Python 2.7 delete items form list while looping

Question

I have a list of object f, and f has a score attribute and an inter(f) (intersect) method. I want to have a list of non intersecting f objects, and in case of an intersection, I remove the one with low score.

I tried to solve this by two for loops and create a temporary tmp list for all items except the one that I want to remove, then I put tmp in the original list (lst) that I'm already working on.

for f1 in lst: 
    for f2 in lst: 
        if f1!=f2:
            if f1.intersect(f2):
                if f1.score>=f2.score:
                    tmp=[f for f in lst if f!=f2]
                    lst=[]
                    lst.extend(tmp)
                else:
                    tmp=[f for f in lst if f!=f1]
                    lst=[]
                    lst.extend(tmp)

Problem: sometimes it works but sometimes the lst at the end is null. Why does this happen and how do I fix it? It works for me if there is another way to do it, rather than what I currently have.

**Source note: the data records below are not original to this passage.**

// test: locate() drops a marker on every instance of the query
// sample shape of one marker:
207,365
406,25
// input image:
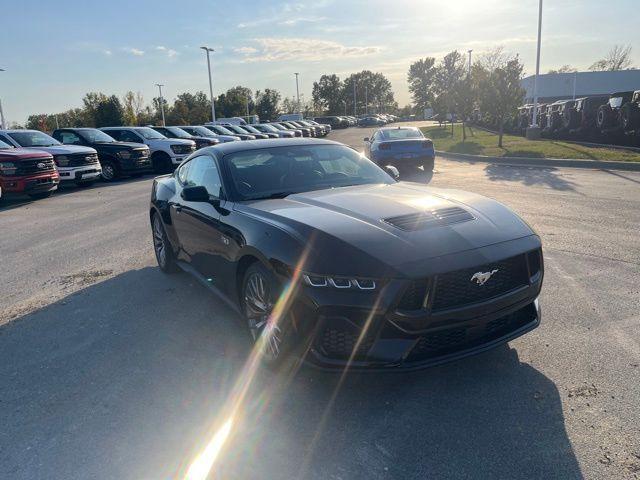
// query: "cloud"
133,51
304,49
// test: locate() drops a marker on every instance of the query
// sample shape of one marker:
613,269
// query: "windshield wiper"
271,195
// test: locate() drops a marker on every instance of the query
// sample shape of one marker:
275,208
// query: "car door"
197,224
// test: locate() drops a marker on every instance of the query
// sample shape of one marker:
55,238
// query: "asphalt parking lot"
110,369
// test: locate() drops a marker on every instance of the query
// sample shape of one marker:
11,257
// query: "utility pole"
297,92
533,132
2,123
213,107
355,100
366,99
159,85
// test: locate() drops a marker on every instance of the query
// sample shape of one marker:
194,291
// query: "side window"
129,136
69,138
203,171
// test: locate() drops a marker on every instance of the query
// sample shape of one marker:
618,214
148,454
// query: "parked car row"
590,118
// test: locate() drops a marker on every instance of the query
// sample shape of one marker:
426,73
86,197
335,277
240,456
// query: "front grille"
140,153
39,165
462,338
337,342
434,218
82,159
414,296
456,289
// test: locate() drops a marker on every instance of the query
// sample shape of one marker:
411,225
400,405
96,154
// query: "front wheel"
40,195
268,325
162,248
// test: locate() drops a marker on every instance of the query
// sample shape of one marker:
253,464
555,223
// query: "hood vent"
434,218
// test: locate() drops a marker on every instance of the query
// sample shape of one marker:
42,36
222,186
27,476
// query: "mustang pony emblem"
482,277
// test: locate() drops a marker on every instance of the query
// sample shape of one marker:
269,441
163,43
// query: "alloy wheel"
258,305
158,242
108,172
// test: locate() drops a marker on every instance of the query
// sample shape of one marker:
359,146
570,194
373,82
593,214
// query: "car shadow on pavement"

By "sometimes it works" do you mean that running exactly the same code in exactly the same conditions/environment with the same input will randomly succeed/fail? Things like that are normally threading issues but that doesn't apply to Python... — Basic, Feb 26 '15 at 19:36
What defines an intersection on `f` objects and can the intersecting pair be anywhere in the two lists? (As in different indices). Probably this has been set up to be hard because the wrong data structures are being used. — Two-Bit Alchemist, Feb 26 '15 at 19:36
@Basic I am sure she means "depending on the content of the two lists at hand" — Two-Bit Alchemist, Feb 26 '15 at 19:37
@Two-BitAlchemist Quite possibly but in that case, providing an example that fails and an example that succeeds would be useful, if not essential... — Basic, Feb 26 '15 at 19:38
@basic Yes as Two bit alchemist said depends on the data in the list — Mariya, Feb 26 '15 at 19:38
@Mariya in that case, can you please provide an example of it working/failing so we can reproduce? Thanks — Basic, Feb 26 '15 at 19:41
@Two-BitAlchemist f also has start and stop so I check for overlap in the interval of the 2 f. — Mariya, Feb 26 '15 at 19:41
I'm assuming `intersect()` is like saying the two objects are equal? Like if f were an object that had an `intersect()` method and an `int` object, then intersect would compare the two integers? — Ben Schwabe, Feb 26 '15 at 19:42
What should happen if an object intersects with two or more others? — Janne Karila, Feb 26 '15 at 19:43
@JanneKarila I assume that's why there is the `for` loop over the entire list for each object. — Ben Schwabe, Feb 26 '15 at 19:45
@JanneKarila at the end I want a list of non intersecting objects — Mariya, Feb 26 '15 at 19:46
Suppose score 1 intersects with score 2 intersects with score 3, and deleting 2 would leave you non-intersecting objects 1 and 3. Or, you can first delete 1 and then 2, leaving only 3. Do you accept either result? — Janne Karila, Feb 26 '15 at 19:54
I still think this is an XY problem. Your solution to this got off several steps ago like when you set up the data in the two lists in the first place and now the only way to "solve" the problem is O(n^2). FWIW I think you should ask a new question about the problem you started with and what you have tried so far (succinctly). Like, to start, where did you get the data for how you put this all together? — Two-Bit Alchemist, Feb 26 '15 at 20:09
@Two-BitAlchemist I think data are quite complicated. I just need to Know the right way to delete from list while looping — Mariya, Feb 26 '15 at 20:17
@Mariya There is no "right way to delete from a list while looping" because as others are telling you, that's a very brittle thing to do. — Two-Bit Alchemist, Feb 26 '15 at 20:19

score 2 · Accepted Answer · edited May 23 '17 at 12:28

I'm ignoring the semantics of your intersect function. It should not matter for the purposes of your question if it is a question about loops in python. If this is a question about your intersect function's semantics in this particular use case, you have not provided enough information.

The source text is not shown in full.